Vermutlich waren die alten „Böcke“ mit den Satyrn, die wir aus den späten Satyrspielen kennen, gar nicht identisch. Der Dithyrambus und Arions erste Aufführungen mit Chören von Böcken, aus denen die Tragödie sich wohl entwickelt hat, hatte sicher kaum etwas gemein mit diesen Satyrspielen.

Schadewaldt zum Beispiel spricht von ursprünglichen Tänzen von „Böcken, Satyrn und anderen Fruchtbarkeitsdämonen“ (Die griechische Tragödie, Tübinger Vorlesungen 4, S. 39) und erinnert auch an die mögliche Etymologie „Gesang beim Bocksopfer“ statt „Bocksgesang“ für „Trag-oidia“.

Vielleicht ein Hinweis auf Böcke in der alten Zeit: Frank Brommer: Satyrspiele. Bilder griechischer Vasen. de Gruyter, Berlin 1959.
Bzw. Brommers Schrift Satyroi (K. Triltsch, 1937 - 70 Seiten)
Ich habe das Buch selbst nicht gelesen, aber darin soll es auch um eine Bronze aus dem 8. vorchristlichen Jahrhundert gehen, auf der tatsächlich Böcke abgebildet sind. Dann hätten sich die Chöre erst später verändert zu anderen Halbtierwesen hin …

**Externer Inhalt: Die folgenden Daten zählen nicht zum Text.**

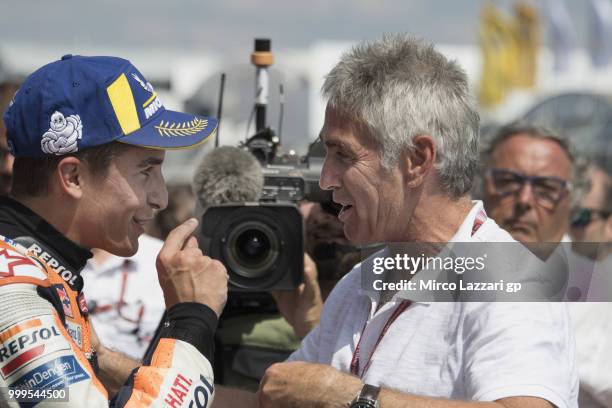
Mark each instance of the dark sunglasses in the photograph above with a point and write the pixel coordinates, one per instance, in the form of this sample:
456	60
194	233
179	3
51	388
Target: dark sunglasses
548	191
584	216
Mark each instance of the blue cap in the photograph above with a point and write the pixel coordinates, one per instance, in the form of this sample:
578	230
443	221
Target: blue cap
81	102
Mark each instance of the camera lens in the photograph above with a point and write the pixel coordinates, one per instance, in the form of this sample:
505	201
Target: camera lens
252	249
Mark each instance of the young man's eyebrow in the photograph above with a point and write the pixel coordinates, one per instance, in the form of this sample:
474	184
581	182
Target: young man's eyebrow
151	161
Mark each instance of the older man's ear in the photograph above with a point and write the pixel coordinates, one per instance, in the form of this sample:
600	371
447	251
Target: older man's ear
419	161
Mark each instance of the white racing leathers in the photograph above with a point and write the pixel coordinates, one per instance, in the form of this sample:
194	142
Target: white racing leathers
45	345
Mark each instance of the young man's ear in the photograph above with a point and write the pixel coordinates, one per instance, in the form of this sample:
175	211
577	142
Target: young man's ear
420	160
69	174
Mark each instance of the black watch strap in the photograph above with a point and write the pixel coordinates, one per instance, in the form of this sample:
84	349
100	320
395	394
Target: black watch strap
370	392
368	397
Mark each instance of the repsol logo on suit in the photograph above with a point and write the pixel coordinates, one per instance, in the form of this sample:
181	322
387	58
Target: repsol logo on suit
67	275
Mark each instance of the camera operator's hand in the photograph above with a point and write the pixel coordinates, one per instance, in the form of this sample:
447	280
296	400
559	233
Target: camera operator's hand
186	274
302	307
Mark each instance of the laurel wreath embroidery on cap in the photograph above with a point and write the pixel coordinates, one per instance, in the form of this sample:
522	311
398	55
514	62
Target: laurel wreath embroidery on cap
63	133
181	128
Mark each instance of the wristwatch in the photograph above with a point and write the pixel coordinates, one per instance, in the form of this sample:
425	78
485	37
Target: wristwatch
367	398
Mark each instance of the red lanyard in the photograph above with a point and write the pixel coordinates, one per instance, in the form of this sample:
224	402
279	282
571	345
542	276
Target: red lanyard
481	217
355	360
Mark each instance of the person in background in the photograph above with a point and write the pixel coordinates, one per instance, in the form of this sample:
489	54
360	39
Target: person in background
528	174
531	183
591	233
181	206
7	90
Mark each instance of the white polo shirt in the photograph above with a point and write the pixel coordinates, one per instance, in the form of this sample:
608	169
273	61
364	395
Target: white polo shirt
465	351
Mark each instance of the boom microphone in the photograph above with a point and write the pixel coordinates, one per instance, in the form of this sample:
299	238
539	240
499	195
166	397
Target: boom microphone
228	175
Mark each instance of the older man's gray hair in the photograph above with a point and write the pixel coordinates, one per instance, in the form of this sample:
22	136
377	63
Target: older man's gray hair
399	88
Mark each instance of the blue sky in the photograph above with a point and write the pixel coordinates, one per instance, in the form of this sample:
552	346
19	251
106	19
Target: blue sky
231	25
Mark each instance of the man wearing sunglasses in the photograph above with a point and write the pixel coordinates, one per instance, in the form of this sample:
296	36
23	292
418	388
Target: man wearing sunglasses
528	179
528	191
591	231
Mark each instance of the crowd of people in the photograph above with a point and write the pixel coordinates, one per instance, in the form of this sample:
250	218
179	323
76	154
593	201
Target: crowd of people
405	161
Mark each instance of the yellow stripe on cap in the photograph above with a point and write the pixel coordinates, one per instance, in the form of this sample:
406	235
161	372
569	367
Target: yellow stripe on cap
123	103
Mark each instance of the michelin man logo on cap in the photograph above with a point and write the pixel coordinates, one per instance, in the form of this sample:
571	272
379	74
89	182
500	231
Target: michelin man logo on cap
63	134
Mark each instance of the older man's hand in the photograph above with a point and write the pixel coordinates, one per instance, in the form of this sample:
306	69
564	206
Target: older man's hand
299	384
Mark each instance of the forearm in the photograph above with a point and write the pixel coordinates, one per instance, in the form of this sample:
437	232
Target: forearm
342	390
394	399
115	368
234	398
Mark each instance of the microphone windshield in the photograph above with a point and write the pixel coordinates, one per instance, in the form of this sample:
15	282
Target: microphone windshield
227	175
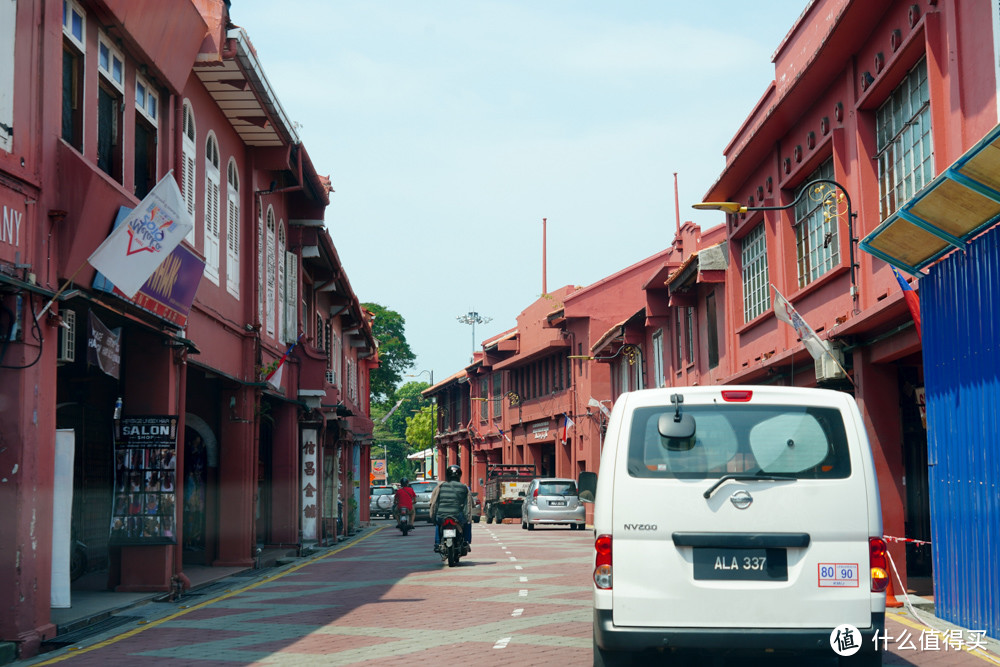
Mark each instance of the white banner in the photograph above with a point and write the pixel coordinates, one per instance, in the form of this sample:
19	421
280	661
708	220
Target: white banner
151	231
62	517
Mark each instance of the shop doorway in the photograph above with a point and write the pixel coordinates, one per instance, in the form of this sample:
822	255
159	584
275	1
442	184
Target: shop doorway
914	431
263	504
195	497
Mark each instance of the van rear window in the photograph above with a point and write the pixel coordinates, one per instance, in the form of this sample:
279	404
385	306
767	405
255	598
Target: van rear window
794	441
557	488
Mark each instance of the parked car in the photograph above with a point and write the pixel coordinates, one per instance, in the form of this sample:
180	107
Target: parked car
738	518
422	504
381	501
553	501
477	507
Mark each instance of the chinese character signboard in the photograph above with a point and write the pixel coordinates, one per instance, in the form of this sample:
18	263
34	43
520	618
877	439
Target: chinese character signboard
145	495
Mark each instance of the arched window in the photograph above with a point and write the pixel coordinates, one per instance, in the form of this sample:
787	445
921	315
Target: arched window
233	229
270	271
212	187
188	170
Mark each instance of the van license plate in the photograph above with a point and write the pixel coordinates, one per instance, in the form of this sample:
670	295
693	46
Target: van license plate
741	564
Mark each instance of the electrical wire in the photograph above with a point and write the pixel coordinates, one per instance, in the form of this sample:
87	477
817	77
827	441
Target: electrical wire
38	337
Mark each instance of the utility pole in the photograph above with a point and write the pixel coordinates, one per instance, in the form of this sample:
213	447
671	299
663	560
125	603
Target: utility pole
473	318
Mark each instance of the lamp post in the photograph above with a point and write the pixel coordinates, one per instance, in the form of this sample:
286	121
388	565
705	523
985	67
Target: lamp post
822	190
473	318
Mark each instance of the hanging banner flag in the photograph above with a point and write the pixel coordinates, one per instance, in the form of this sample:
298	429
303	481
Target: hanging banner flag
567	422
785	312
273	376
133	251
104	346
912	300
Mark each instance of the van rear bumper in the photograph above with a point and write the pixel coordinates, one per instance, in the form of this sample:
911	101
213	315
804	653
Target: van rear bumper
610	637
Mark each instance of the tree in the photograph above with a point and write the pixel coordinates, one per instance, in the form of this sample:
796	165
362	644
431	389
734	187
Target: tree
390	433
420	428
394	353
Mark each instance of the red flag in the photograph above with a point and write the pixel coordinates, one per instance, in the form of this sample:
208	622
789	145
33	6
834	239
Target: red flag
912	300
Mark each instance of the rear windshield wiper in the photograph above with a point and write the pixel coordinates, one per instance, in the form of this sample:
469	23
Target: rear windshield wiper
744	477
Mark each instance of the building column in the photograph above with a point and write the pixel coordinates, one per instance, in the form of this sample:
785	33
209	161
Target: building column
237	482
27	454
878	399
285	475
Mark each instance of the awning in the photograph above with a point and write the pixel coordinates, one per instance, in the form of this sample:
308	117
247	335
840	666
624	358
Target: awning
949	211
616	331
545	349
423	454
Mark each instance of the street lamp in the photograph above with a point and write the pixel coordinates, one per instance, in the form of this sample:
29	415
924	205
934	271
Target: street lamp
473	318
822	190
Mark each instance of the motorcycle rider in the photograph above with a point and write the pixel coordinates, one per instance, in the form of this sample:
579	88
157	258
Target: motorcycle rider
452	498
404	497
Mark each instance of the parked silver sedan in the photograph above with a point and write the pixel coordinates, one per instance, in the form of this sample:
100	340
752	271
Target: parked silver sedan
553	500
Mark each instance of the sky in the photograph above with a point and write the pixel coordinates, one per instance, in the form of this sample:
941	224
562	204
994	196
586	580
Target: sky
451	128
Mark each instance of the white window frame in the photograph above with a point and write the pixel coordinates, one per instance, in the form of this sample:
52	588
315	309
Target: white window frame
147	100
904	142
8	21
114	70
233	228
817	238
659	379
213	215
189	168
756	290
70	9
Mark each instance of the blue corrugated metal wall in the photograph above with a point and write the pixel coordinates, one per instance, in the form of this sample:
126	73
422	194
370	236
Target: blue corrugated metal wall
960	309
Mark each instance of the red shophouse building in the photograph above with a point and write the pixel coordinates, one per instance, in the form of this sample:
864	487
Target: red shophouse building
868	106
537	394
106	99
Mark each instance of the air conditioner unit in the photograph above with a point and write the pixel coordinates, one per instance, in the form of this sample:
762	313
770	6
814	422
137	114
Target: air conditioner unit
829	367
67	337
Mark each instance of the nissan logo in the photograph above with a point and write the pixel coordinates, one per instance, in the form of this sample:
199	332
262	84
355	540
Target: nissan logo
741	499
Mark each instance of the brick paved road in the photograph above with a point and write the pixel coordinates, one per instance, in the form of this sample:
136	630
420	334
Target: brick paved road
521	598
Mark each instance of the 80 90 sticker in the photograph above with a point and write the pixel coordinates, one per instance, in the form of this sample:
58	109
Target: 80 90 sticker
838	575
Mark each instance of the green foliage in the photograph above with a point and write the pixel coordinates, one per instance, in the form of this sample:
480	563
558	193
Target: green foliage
390	436
420	428
394	353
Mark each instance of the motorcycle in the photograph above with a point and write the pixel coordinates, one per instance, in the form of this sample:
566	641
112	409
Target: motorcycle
453	544
404	523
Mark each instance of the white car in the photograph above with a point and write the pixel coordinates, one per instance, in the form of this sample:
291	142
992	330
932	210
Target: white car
765	535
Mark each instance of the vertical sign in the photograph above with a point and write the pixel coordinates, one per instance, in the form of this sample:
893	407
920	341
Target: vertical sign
310	483
145	497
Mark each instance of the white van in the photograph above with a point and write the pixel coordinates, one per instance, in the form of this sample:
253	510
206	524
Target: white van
738	519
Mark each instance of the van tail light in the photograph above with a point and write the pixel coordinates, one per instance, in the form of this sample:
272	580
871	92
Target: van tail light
602	562
878	560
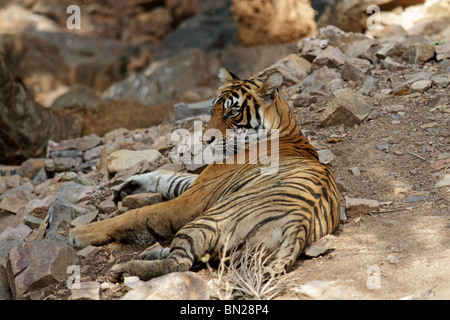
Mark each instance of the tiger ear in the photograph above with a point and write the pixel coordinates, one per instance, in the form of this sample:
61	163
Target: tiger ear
270	85
226	77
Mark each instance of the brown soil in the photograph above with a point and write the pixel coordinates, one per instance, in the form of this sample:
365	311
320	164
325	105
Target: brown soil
408	243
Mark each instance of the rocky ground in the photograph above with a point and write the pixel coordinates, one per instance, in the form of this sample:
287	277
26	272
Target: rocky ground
378	112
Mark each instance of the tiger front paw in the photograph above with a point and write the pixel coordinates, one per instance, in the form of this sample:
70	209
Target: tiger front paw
91	234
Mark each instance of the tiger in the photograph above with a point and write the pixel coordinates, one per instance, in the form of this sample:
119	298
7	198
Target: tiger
229	204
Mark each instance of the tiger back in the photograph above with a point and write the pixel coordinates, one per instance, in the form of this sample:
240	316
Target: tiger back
231	203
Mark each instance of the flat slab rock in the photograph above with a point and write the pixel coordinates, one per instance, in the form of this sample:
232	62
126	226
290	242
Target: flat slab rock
37	264
320	246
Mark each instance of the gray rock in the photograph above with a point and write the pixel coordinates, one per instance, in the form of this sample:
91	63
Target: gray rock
347	107
355	206
293	68
412	199
5	290
32	221
11	237
173	286
420	86
77	95
391	64
37	264
84	219
89	290
318	79
122	160
188	110
370	85
63	210
326	156
413	49
141	200
320	246
355	69
444	181
331	57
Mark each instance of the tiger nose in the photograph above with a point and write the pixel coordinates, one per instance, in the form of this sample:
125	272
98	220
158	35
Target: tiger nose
209	140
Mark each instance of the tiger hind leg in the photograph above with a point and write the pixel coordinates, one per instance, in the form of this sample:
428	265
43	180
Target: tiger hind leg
168	183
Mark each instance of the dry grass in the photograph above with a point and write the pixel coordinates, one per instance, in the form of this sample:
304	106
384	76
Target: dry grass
250	273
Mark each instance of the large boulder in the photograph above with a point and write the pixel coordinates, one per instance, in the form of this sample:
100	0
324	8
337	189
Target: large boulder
25	126
34	265
277	21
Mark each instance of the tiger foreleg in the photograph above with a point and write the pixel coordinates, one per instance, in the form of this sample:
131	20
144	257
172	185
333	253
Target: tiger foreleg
145	270
168	183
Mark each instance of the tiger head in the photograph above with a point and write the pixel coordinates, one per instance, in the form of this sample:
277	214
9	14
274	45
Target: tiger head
244	105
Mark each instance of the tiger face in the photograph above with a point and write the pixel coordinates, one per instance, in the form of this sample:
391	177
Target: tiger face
244	109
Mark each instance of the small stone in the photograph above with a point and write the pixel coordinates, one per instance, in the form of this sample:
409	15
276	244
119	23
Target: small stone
420	86
383	147
444	181
355	69
392	259
37	264
5	291
88	251
141	200
125	159
394	108
86	291
342	214
355	206
355	171
39	207
326	156
31	167
107	206
315	288
84	219
183	110
132	283
331	57
11	181
173	286
441	81
412	199
370	85
32	221
347	107
320	246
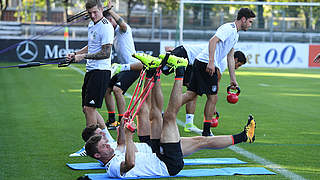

Auf jeden Fall kann davon ausgegangen werden, dass selbst das von Pratinas „wieder“ eingeführte Satyrspiel, das mit dem Anspruch antrat, eine Rückkehr zur alten, echten, ursprünglichen Form des Dionysosdienstes zu sein, schon eine sehr gezähmte, modernere Angelegenheit war; die uns heute noch überlieferten Satyrspieltexte der drei großen Tragiker sind es erst recht.

(Das Pratinas-Fragment kennst du vermutlich schon. Wenn nicht: Max Pohlenz: Das Satyrspiel und Pratinas von Phleius. In: Nachrichten der Göttinger Gelehrten Gesellschaft 1927, 298-321.)

Sehr ausführlich - und ähnlich verzweifelt - hat sich Albin Lesky (Die griechische Tragödie, Kröner, S. 56 ff) an der Frage der Satyrn und ihrer Pferdegestalt abgearbeitet. Lesky erinnert außer an „Gesang beim Bocksopfer“ noch an eine dritte mögliche Übersetzung, nämlich „Gesang um den Preis eines Bockes“, ist damit jedoch auch nicht sehr glücklich. Er zieht Vergleiche zu anderen bocksgestaltige Wesen in anderen Kulturkreisen.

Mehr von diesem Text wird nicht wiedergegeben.